13:59 <Yorlik> Like what properties the futures should have

13:59 <Yorlik> More templating, I guess

13:59 <hkaiser> futures have seldom more than one continuation attached, so we were trying to optimize the one-continuation case while still having the option of having more than one

14:00 <hkaiser> one continuation should not require an additional allocation, but more than one could

14:00 <Yorlik> With low frequency actions and long running remote actions that's a non issue.
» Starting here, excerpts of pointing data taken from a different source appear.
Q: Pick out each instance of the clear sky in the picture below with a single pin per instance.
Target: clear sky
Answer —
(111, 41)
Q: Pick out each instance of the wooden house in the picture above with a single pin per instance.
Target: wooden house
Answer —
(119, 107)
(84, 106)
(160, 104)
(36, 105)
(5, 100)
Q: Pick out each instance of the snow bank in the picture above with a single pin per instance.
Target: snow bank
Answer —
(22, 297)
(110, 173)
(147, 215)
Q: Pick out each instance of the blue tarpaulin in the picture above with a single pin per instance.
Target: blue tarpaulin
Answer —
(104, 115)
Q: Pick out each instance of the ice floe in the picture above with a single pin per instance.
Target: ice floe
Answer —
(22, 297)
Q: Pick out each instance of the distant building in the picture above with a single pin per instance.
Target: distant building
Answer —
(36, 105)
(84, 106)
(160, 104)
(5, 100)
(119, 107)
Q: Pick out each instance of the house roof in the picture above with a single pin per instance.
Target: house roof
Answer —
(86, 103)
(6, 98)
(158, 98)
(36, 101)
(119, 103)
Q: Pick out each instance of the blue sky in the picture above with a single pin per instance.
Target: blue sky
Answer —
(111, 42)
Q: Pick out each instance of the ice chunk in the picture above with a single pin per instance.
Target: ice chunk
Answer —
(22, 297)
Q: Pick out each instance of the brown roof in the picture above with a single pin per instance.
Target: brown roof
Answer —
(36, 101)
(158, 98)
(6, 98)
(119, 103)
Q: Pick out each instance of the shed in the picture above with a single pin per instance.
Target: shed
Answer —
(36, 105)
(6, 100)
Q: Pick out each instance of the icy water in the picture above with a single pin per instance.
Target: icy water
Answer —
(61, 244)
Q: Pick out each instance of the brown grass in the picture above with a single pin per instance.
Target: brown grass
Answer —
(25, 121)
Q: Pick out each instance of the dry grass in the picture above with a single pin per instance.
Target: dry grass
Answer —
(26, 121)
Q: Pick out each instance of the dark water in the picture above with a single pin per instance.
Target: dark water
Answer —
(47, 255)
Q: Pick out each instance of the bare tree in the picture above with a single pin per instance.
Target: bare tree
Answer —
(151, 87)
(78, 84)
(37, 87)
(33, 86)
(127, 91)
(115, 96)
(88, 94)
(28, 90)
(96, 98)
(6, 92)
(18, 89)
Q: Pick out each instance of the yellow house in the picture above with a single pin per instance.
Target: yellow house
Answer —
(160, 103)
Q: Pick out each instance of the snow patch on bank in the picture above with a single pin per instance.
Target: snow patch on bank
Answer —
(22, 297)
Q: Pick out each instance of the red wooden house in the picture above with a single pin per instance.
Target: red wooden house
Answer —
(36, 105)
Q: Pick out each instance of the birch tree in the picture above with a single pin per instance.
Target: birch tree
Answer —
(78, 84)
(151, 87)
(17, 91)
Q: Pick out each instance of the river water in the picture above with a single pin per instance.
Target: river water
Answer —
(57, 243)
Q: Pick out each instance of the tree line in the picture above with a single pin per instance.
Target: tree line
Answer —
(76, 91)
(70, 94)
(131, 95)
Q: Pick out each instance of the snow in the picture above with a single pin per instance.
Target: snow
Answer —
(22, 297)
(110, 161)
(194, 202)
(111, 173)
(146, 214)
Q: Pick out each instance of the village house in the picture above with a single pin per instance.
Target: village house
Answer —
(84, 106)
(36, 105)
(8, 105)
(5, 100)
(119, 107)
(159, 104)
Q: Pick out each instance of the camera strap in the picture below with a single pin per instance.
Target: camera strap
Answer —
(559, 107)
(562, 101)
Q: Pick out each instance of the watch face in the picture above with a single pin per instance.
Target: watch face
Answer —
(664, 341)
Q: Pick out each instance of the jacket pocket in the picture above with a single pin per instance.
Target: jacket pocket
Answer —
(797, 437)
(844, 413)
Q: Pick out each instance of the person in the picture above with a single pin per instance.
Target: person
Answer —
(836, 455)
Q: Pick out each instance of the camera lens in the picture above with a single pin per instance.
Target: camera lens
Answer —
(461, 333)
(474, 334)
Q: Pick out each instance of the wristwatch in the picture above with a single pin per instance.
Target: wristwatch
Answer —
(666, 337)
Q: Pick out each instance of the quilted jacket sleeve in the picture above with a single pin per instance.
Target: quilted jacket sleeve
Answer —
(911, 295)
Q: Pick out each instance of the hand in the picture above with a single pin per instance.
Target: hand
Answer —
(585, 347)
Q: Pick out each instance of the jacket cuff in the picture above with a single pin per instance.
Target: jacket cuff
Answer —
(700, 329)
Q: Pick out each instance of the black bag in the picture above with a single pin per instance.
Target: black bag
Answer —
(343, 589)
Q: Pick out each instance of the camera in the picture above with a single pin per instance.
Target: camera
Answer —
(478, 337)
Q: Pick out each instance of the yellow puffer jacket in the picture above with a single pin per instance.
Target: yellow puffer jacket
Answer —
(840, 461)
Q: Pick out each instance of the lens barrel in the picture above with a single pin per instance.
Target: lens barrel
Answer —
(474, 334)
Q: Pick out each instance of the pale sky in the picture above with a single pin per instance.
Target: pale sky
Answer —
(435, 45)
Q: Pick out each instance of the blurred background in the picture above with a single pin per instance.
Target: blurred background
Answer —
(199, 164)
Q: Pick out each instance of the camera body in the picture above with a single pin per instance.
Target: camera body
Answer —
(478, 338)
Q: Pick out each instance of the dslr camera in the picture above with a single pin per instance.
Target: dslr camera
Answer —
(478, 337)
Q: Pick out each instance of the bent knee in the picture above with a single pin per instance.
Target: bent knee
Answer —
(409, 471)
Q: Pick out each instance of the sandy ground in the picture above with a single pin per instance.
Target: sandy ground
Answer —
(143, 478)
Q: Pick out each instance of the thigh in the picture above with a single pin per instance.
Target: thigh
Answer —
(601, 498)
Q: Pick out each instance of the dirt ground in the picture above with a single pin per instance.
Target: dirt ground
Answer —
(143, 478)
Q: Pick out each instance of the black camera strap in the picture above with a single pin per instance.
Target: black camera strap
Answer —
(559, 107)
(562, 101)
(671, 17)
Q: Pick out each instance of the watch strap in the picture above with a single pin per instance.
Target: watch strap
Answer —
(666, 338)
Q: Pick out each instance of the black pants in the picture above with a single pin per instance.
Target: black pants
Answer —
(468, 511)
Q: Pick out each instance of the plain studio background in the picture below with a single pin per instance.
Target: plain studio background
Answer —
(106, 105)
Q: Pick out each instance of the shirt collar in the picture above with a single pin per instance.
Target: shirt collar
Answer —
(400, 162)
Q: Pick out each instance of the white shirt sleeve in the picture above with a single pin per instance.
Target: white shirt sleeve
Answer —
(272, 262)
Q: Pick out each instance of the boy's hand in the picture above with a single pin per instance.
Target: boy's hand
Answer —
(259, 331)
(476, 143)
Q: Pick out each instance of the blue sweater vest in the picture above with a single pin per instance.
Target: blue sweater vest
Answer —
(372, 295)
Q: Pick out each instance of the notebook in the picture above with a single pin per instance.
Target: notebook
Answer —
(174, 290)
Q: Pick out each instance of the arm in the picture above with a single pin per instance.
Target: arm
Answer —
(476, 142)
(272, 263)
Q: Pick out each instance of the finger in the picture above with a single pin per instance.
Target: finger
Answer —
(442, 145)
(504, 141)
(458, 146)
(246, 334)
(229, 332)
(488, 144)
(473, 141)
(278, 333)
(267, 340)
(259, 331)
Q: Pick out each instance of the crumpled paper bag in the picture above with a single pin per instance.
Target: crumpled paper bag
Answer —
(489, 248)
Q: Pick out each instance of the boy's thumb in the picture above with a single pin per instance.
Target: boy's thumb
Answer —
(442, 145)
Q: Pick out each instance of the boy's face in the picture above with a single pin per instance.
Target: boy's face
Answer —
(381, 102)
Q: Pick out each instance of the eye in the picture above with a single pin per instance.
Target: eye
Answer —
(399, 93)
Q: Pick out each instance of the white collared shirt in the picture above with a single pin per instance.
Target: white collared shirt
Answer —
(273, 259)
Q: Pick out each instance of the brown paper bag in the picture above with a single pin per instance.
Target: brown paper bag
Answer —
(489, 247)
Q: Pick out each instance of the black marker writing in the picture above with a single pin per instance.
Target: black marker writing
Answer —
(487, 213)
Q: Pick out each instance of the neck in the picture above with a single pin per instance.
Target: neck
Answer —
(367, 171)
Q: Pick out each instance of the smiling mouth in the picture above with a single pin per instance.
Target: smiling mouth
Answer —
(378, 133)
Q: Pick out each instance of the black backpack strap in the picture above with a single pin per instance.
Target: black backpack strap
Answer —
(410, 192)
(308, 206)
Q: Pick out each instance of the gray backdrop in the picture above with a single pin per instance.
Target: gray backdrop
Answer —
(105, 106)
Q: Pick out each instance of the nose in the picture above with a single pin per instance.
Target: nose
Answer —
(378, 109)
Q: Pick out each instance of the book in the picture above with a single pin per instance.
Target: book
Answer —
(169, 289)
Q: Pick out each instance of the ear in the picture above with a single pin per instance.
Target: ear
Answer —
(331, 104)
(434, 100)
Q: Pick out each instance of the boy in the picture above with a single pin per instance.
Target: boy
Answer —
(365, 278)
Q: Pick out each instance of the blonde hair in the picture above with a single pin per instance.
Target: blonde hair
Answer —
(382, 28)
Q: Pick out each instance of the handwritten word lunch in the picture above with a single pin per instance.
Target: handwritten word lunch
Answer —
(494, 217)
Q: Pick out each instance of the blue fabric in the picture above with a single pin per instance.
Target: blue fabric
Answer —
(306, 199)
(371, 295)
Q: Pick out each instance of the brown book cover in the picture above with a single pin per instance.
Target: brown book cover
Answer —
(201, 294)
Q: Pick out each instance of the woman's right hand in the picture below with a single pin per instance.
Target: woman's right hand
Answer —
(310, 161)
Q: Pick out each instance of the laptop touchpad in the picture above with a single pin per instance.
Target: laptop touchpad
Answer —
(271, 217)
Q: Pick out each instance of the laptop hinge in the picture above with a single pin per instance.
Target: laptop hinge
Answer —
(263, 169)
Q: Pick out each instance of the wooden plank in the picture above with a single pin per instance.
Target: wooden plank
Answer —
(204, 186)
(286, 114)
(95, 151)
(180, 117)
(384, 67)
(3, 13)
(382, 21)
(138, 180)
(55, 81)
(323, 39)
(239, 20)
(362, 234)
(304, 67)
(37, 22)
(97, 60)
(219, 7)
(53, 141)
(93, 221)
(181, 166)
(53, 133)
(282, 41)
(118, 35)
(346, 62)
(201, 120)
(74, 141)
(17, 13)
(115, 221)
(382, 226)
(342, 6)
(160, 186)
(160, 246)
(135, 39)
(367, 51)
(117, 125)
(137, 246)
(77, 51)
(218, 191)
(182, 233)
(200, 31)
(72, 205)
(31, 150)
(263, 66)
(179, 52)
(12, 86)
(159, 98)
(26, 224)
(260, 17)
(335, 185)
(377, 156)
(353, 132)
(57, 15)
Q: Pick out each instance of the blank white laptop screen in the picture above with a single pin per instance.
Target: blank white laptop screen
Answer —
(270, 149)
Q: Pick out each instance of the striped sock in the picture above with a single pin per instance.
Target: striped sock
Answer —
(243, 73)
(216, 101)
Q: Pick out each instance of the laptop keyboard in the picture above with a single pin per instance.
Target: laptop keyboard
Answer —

I guess I'm introducing a different use case here.

14:01 <Yorlik> High Frequency small actions

14:01 <gonidelis[m]> hkaiser: So for my cxx20_disable_sized_sentinel_for.cpp dummy test, do you know what header should I include?

14:01 <Yorlik> Need to get some food - BRB in ~20 minutes

14:01 <hkaiser> we might need a custom container that a) does not allocate for one element, b) allows for adding more elements, and c) never shrinks

14:02 <hkaiser> gonidelis[m]: <type_traits>

14:02 <hkaiser> gonidelis[m]: no, <iterator>

14:03 <hkaiser> gonidelis[m]: http://eel.is/c++draft/iterator.synopsis

14:04 <nikunj97> anyone faced this while compiling hpx? https://gist.github.com/NK-Nikunj/7c32e549cff6ded14af34295a7017f93

14:04 <nikunj97> this is on hpx master

14:05 <hkaiser> uhhh

14:06 <hkaiser> look at the generated preprocessed file, something is off right before that line

14:06 <nikunj97> alright

14:06 <hkaiser> I think the #if is not recognized as a preprocessor directive, but I could be wrong

14:07 <hkaiser> nikunj97: what's your cmake options?

14:07 <nikunj97> just a CMAKE_INSTALL_PREFIX

14:07 <hkaiser> what compiler?

14:08 <nikunj97> gcc 9.3

14:08 <weilewei> If I would like to add a new thread_data in hpx, are these two files are starting places? https://github.com/STEllAR-GROUP/hpx/blob/master/libs/threading_base/include/hpx/threading_base/thread_data.hpp and https://github.com/STEllAR-GROUP/hpx/blob/master/libs/threading/include/hpx/threading/thread.hpp

14:08 <nikunj97> can confirm it works for gcc 10.1 on another cluster that I have

14:09 <hkaiser> weilewei: just the first of those - look for get_thread_data()/set_thread_data() for guidance

14:09 <hkaiser> nikunj97: this a a strange one

14:10 <nikunj97> could it be something relating to cmake?

14:10 <hkaiser> shrug

14:11 <nikunj97> hkaiser, let me explore it a bit. will update you on my findings

14:11 <hkaiser> thanks

14:11 <weilewei> hkaiser in the first file, get_thread_data()/set_thread_data() are virtual functions though

14:11 <hkaiser> right

14:12 jaafar_ has joined #ste||ar

14:14 <hkaiser> hey jaafar_

14:14 <weilewei> hmm then there should be some inheritance of get_thread_data()/set_thread_data() defined somewhere else

14:14 <hkaiser> jaafar_: it's completely beyond me how expanding a function-style macro could be different from expanding a non-function-style macro :/

14:14 <hkaiser> weilewei: did you do a grep fro get_thread_data?

14:15 <hkaiser> you will find it an several files, all of which (almost) need to be looked at

14:15 <weilewei> right, there is a lot of get_thread_data in different places

14:16 <weilewei> sure, I will add new features everywhere appropriate

14:17 jaafar has quit [Ping timeout: 265 seconds]

14:24 kale[m] has quit [Ping timeout: 258 seconds]

14:25 kale[m] has joined #ste||ar

14:26 <Yorlik> hkaiser: Back. So - is there anything I can do?

14:32 <hkaiser> Yorlik: create such a custom data structure ;-)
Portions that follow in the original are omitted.